The report also points to where Canada can do more.

University internationalization is about preparing globally aware and connected citizens and internationally skilled workers for Canada’s labour force, bringing future citizens and workers to our shores, forging linkages with emerging economies and working together with the world’s best talent to address common challenges through research and innovation.

International study is a two-way street, and we often hear about the economic impact of the approximately 89,000 international students currently studying in Canada. Every year they bring close to $8 billion in spending to the economy and create 81,000 jobs. What we don’t hear about as much, however, is the contribution these students make to our universities and communities.

They bring new perspectives, languages and cultures to campuses, towns and cities across the country. Curricula are increasingly internationalized, with global perspectives woven into teaching and learning. Internationally engaged faculty, visitors from abroad and the presence of international students in the classroom—all of these contribute to bringing an international dimension to teaching and learning for all students.

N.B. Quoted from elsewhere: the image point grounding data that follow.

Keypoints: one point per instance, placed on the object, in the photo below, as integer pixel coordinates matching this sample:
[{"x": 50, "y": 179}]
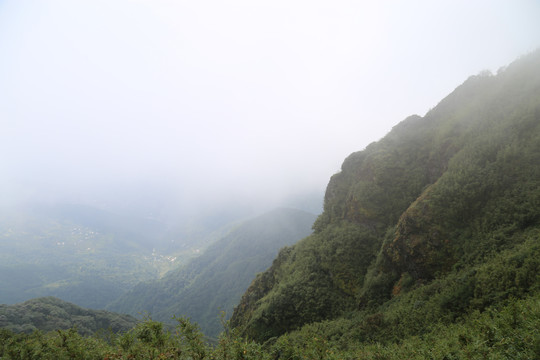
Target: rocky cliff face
[{"x": 438, "y": 193}]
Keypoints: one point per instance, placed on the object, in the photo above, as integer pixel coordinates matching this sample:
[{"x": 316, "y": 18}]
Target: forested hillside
[
  {"x": 437, "y": 220},
  {"x": 216, "y": 280},
  {"x": 50, "y": 313},
  {"x": 428, "y": 248}
]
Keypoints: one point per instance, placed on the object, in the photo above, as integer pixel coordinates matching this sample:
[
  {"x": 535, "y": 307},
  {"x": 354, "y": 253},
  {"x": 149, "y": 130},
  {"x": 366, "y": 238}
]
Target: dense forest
[
  {"x": 428, "y": 247},
  {"x": 216, "y": 280}
]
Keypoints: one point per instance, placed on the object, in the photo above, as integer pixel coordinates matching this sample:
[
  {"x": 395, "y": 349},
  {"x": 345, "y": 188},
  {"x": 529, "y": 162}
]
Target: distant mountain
[
  {"x": 50, "y": 313},
  {"x": 78, "y": 253},
  {"x": 436, "y": 221},
  {"x": 216, "y": 280}
]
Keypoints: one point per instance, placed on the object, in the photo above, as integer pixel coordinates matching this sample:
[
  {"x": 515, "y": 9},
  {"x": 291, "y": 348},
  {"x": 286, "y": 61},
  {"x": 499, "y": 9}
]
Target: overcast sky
[{"x": 208, "y": 99}]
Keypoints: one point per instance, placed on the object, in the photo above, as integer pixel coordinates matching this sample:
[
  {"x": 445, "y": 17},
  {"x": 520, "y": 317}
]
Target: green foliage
[
  {"x": 419, "y": 227},
  {"x": 216, "y": 280},
  {"x": 50, "y": 313}
]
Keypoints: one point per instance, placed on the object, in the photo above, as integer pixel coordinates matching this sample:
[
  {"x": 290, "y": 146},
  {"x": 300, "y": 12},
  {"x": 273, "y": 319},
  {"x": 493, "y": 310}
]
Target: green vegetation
[
  {"x": 49, "y": 313},
  {"x": 438, "y": 220},
  {"x": 217, "y": 279},
  {"x": 428, "y": 247}
]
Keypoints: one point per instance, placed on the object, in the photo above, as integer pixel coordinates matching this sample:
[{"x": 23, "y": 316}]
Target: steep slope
[
  {"x": 216, "y": 280},
  {"x": 50, "y": 313},
  {"x": 437, "y": 196}
]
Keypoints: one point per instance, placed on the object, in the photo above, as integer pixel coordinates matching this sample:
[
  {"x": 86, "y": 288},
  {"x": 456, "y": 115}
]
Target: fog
[{"x": 181, "y": 106}]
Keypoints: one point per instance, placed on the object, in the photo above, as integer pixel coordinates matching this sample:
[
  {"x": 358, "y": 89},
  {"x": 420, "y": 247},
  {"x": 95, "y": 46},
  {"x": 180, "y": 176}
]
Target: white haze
[{"x": 194, "y": 104}]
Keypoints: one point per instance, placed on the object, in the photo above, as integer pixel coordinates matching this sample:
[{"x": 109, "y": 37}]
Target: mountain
[
  {"x": 216, "y": 280},
  {"x": 436, "y": 221},
  {"x": 50, "y": 313}
]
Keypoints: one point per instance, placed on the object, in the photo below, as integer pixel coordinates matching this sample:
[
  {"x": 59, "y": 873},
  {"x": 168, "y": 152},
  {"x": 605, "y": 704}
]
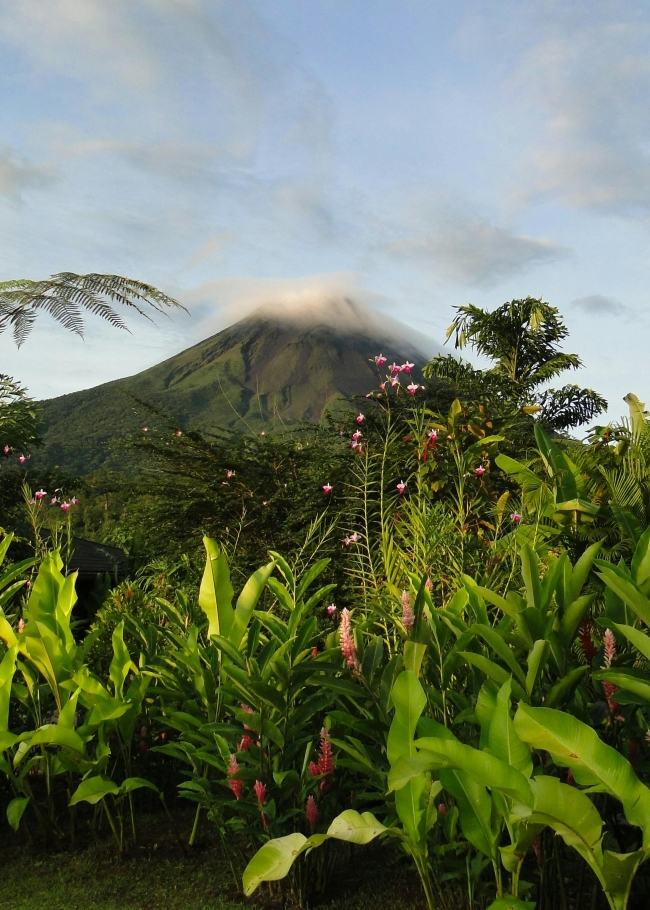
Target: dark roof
[{"x": 90, "y": 558}]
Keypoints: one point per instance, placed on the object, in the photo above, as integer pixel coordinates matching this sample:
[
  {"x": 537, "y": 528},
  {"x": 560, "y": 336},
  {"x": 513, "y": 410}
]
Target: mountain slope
[{"x": 270, "y": 370}]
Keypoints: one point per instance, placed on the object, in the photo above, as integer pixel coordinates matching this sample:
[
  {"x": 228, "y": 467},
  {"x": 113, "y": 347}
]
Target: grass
[{"x": 158, "y": 876}]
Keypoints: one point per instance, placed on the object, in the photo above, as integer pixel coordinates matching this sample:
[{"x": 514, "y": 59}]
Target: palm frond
[{"x": 66, "y": 296}]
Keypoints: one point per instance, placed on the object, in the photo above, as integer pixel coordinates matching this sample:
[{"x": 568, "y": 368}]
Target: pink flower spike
[
  {"x": 311, "y": 812},
  {"x": 260, "y": 792},
  {"x": 609, "y": 648}
]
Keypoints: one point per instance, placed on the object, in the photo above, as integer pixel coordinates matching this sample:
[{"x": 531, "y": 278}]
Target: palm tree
[
  {"x": 522, "y": 339},
  {"x": 65, "y": 296}
]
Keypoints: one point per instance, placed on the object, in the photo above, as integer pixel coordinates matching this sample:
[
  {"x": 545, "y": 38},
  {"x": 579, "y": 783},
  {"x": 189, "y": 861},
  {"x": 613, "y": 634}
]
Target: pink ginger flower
[
  {"x": 408, "y": 617},
  {"x": 236, "y": 786},
  {"x": 311, "y": 812},
  {"x": 245, "y": 744},
  {"x": 348, "y": 647},
  {"x": 609, "y": 648},
  {"x": 260, "y": 792}
]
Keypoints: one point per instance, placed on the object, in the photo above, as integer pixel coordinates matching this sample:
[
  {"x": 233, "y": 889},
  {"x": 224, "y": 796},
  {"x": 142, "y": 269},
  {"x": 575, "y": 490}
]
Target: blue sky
[{"x": 413, "y": 153}]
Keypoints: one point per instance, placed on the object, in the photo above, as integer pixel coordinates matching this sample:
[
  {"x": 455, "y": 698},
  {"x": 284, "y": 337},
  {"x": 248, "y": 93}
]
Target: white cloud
[
  {"x": 17, "y": 174},
  {"x": 475, "y": 252},
  {"x": 600, "y": 305}
]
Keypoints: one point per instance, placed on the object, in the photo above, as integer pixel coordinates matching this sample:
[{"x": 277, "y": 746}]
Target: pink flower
[
  {"x": 346, "y": 638},
  {"x": 235, "y": 785},
  {"x": 609, "y": 648},
  {"x": 311, "y": 812},
  {"x": 260, "y": 792},
  {"x": 408, "y": 617}
]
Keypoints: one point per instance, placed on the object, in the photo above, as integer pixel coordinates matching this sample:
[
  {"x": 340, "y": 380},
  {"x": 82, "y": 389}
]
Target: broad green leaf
[
  {"x": 627, "y": 591},
  {"x": 475, "y": 810},
  {"x": 247, "y": 601},
  {"x": 536, "y": 663},
  {"x": 216, "y": 592},
  {"x": 272, "y": 861},
  {"x": 579, "y": 747},
  {"x": 502, "y": 737},
  {"x": 93, "y": 789},
  {"x": 15, "y": 810},
  {"x": 493, "y": 671}
]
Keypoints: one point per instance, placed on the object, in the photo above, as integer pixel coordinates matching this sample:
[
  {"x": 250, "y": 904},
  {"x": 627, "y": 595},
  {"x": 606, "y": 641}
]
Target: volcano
[{"x": 277, "y": 368}]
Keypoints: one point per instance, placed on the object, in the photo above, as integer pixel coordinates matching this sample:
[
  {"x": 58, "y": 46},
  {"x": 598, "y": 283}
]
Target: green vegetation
[{"x": 418, "y": 633}]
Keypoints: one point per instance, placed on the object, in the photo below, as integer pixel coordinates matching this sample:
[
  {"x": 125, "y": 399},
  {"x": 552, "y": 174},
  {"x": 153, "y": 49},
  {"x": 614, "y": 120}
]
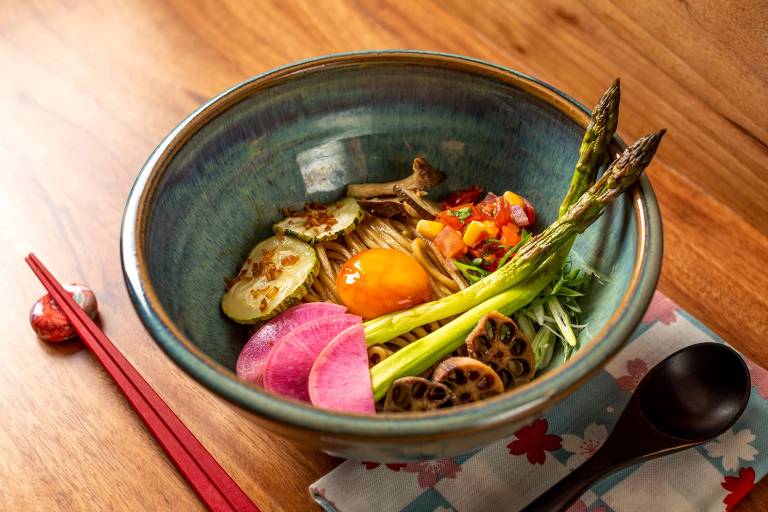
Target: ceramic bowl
[{"x": 217, "y": 182}]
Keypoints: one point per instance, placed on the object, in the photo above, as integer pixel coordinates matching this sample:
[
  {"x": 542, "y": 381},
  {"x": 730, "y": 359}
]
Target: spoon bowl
[
  {"x": 690, "y": 397},
  {"x": 696, "y": 393}
]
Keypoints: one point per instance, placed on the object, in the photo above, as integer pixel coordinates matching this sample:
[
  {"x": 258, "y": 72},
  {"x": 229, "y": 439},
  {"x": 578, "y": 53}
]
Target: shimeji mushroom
[
  {"x": 424, "y": 176},
  {"x": 383, "y": 207},
  {"x": 416, "y": 394},
  {"x": 468, "y": 379},
  {"x": 498, "y": 342}
]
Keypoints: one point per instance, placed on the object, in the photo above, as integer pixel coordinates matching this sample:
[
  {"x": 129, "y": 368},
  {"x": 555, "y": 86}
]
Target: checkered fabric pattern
[{"x": 510, "y": 473}]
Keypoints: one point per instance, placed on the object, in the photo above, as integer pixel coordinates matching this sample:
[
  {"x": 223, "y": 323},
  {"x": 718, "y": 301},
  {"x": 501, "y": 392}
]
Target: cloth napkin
[{"x": 510, "y": 473}]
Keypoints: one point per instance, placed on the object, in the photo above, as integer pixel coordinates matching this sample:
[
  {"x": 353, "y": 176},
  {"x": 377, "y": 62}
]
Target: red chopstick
[{"x": 213, "y": 485}]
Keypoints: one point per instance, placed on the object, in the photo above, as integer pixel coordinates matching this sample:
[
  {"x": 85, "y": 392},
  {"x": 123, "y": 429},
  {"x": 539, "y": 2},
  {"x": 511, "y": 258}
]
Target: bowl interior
[{"x": 306, "y": 136}]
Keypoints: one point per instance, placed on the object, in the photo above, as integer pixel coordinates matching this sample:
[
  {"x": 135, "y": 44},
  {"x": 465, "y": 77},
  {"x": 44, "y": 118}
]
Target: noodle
[
  {"x": 377, "y": 354},
  {"x": 371, "y": 233},
  {"x": 418, "y": 252}
]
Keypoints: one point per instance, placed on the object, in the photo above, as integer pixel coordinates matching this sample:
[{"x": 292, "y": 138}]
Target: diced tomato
[
  {"x": 530, "y": 211},
  {"x": 510, "y": 235},
  {"x": 450, "y": 243},
  {"x": 503, "y": 215},
  {"x": 488, "y": 204},
  {"x": 470, "y": 195},
  {"x": 449, "y": 220}
]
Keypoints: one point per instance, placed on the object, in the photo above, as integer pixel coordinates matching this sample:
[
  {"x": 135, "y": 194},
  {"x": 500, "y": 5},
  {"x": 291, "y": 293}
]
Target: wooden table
[{"x": 89, "y": 88}]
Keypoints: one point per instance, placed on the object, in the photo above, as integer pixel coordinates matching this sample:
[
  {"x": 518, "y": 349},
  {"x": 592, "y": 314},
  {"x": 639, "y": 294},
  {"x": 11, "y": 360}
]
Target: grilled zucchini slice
[
  {"x": 277, "y": 274},
  {"x": 318, "y": 222}
]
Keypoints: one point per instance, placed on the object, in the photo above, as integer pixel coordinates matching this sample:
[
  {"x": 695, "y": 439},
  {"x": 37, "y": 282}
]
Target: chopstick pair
[{"x": 211, "y": 483}]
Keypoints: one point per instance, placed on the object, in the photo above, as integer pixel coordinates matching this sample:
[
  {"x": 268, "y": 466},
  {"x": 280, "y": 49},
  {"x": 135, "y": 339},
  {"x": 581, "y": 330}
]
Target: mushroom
[
  {"x": 424, "y": 176},
  {"x": 499, "y": 342},
  {"x": 468, "y": 379},
  {"x": 414, "y": 198},
  {"x": 416, "y": 394},
  {"x": 383, "y": 207}
]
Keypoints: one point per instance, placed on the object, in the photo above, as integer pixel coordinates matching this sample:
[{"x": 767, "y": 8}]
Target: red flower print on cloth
[
  {"x": 661, "y": 309},
  {"x": 738, "y": 487},
  {"x": 433, "y": 470},
  {"x": 580, "y": 506},
  {"x": 534, "y": 442},
  {"x": 759, "y": 379},
  {"x": 636, "y": 369},
  {"x": 374, "y": 465}
]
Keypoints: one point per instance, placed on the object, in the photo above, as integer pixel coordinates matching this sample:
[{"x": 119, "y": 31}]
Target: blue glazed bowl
[{"x": 217, "y": 182}]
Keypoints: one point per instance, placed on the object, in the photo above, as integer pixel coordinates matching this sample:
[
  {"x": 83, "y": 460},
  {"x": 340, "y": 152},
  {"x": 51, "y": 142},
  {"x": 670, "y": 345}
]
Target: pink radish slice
[
  {"x": 290, "y": 360},
  {"x": 250, "y": 364},
  {"x": 340, "y": 379}
]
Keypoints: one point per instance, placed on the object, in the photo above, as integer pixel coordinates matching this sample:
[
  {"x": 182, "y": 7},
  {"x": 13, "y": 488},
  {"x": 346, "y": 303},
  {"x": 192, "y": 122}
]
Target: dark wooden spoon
[{"x": 690, "y": 397}]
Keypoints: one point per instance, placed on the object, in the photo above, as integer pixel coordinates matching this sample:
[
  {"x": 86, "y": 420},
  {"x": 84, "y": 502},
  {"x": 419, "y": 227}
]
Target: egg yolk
[{"x": 379, "y": 281}]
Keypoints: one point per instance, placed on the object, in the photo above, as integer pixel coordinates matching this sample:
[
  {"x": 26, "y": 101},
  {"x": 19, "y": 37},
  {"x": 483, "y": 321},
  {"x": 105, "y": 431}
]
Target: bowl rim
[{"x": 523, "y": 402}]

AUCC’s study shows that 72 percent of Canadian universities engage in initiatives to internationalize the curriculum; of those, 82 percent coordinate activities that develop students’ international perspectives. In addition, 53 percent integrate international students’ perspectives into classroom learning and 44 percent provide professional development for faculty to help them integrate international/intercultural dimensions into their teaching.

While our universities have done a great deal to enhance international education, Canada still needs more students to seize opportunities for studying abroad, and those experiences need to be more geographically varied. Currently, 97 percent of Canadian universities offer students international experiences abroad, and student participation in study-abroad programs is funded at 78 percent of institutions. At my home institution, for example, students who wish to do a study-abroad experience are eligible for a $1,000 scholarship to help offset costs. But demand far outstrips the supply of these funds.

That being said, overall rates of outbound student travel are still low, with just 3.1 percent of full-time undergraduates in Canada (about 25,000) having had an international experience in 2012-13. Canada lags behind the United Kingdom, Germany and the United States in study-abroad participation rates. Germany, for example, has set a target of 50 percent of undergraduates having an international study experience by 2020.

Furthermore, students still largely choose English-speaking and Western European destinations, as opposed to emerging global powers such as China, India or Brazil.

In many other ways, however, the internationalization efforts of Canada’s universities are leading the way in engaging the world’s most dynamic economies. Among the 86 percent of Canadian universities that identify geographic priorities for their international activities, China, Brazil, India, the United States, France, Mexico and Germany (in descending order) are most often given overall priority. Institutional people-to-people linkages with those key economies will benefit Canada in the long run.

Progress in expanding universities’ international engagement—through more study-abroad opportunities, research partnerships and other means—requires universities, government and business to work together. A good start is seen in the new federal International Education Strategy, which recognizes the need for Canadian students to gain international experiences, while providing a framework for promoting the excellence of Canadian education abroad. To enhance learning opportunities and strengthen Canada’s competitive advantage, more concerted efforts to forge international connections in higher education will be needed in the coming years.

Canada’s future will be largely shaped by the educational experiences of our young people, now and in the years ahead. And in a world of growing complexity, those experiences must increasingly extend beyond our own borders.